Common Grackle Call is a loud, hoarse ‘chuk’ or ‘chak’, particularly in a flock calling. The common grackle song consists of a wheezing, upslurred ‘tssh-shkleet’ chewink year around. In the breeding season, the common grackle call is more complex: whew, whew, whew, gets faster and faster, and closes with a loud crewheww. Occasionally, the sound is like a power line buzzing. Moreover, this bird can mock the sounds of other birds and humans as well.
Common Grackle ‘Quiscalus quiscula’ is a transatlantic vagrant and suggests a large Common Starling with a long, somewhat spoon-shaped tail and a large, slightly de-curved bill. The distinctive shape makes misidentification unlikely. The adult male is glossy black all over (with a strong metallic sheen: purple on head and neck, bronze or purple on the remainder of plumage, depending on population) with striking pale yellowish eyes and a long, graduated tail.

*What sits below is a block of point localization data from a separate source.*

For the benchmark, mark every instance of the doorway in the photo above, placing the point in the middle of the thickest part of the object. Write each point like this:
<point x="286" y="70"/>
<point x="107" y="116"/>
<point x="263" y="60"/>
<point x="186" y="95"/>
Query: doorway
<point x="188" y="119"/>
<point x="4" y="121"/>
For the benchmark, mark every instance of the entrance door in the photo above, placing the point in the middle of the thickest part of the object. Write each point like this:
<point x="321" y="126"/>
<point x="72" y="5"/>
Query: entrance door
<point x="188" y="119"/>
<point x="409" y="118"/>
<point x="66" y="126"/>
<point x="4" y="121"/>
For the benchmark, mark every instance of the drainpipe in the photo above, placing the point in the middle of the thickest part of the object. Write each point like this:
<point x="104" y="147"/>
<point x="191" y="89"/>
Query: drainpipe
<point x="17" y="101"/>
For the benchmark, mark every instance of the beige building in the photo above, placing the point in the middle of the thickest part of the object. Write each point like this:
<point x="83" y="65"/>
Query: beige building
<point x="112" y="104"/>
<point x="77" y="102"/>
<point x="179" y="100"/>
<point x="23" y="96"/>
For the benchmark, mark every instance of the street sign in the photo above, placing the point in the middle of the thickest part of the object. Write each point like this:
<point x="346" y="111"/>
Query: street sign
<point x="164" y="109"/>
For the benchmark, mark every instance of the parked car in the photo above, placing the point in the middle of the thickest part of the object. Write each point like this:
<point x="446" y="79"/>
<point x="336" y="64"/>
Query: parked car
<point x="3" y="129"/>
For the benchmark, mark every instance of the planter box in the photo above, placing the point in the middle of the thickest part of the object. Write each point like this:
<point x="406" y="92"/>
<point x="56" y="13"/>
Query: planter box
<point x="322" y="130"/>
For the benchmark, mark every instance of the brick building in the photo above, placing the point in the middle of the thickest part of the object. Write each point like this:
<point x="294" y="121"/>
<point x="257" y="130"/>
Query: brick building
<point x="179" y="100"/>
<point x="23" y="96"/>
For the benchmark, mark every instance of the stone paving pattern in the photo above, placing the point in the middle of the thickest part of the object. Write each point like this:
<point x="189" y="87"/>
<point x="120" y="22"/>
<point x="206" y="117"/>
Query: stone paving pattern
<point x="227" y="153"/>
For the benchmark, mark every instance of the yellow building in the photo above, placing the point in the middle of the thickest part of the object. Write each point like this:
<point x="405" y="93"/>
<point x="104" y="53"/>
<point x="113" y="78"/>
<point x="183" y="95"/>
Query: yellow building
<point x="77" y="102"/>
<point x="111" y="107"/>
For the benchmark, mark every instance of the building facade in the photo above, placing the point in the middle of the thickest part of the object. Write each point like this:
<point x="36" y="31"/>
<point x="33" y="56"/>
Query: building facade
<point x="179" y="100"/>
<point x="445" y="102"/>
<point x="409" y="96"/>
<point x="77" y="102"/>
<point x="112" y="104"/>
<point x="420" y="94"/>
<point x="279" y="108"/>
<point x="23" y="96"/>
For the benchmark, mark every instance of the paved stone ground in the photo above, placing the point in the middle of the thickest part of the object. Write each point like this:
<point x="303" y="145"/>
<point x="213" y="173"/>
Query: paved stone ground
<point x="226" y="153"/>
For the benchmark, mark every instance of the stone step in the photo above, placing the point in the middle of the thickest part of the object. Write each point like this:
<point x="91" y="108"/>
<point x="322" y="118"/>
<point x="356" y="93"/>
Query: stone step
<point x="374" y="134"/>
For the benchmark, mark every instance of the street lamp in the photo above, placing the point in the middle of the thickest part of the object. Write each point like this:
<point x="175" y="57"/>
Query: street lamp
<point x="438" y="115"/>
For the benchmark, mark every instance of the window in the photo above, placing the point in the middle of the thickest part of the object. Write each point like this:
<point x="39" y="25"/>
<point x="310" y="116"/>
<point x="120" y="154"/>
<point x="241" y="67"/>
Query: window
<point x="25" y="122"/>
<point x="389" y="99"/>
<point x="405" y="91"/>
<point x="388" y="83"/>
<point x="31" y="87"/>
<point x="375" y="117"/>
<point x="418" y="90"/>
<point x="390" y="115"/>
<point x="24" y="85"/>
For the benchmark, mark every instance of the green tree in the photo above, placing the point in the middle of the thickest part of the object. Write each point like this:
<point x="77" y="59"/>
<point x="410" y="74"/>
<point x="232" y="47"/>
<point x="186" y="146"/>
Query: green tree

The adult female is significantly smaller and is duller black (especially on underparts), but also has pale yellowish eyes. The young bird is drab, sooty-brown, and has dark eyes, except that it retains a distinguishing shape. Grackles are conspicuous, sociable birds of farmland and town gardens, feeding on the ground and behaving much like Common Starlings.
Several other similar icterids could occur as vagrants from North America, especially Rusty Blackbird “Euphagus carolinus”, so reference to North American field guides is essential when confronted with such a bird. Many species of African glossy starlings could suggest grackles and are not infrequent as escapes in Europe; these also need to be eliminated (consult African field guides).
Young birds attain adult female-like plumage and pale eyes by the first autumn, but first-winter females are very lacking in gloss, and in both sexes, there may be one or more retained brownish juvenile tertials that contrast with black flight feathers.
In the natural range, it is found in open grassland, farmland, parks, large gardens, and open woodland. Common Grackle male length is about 30–32 cm; however, female is a little shorter, 26–28 cm. They mostly occur in a wide variety of areas, such as open or partially open woodlands, alder, and cedar-dominated swamps.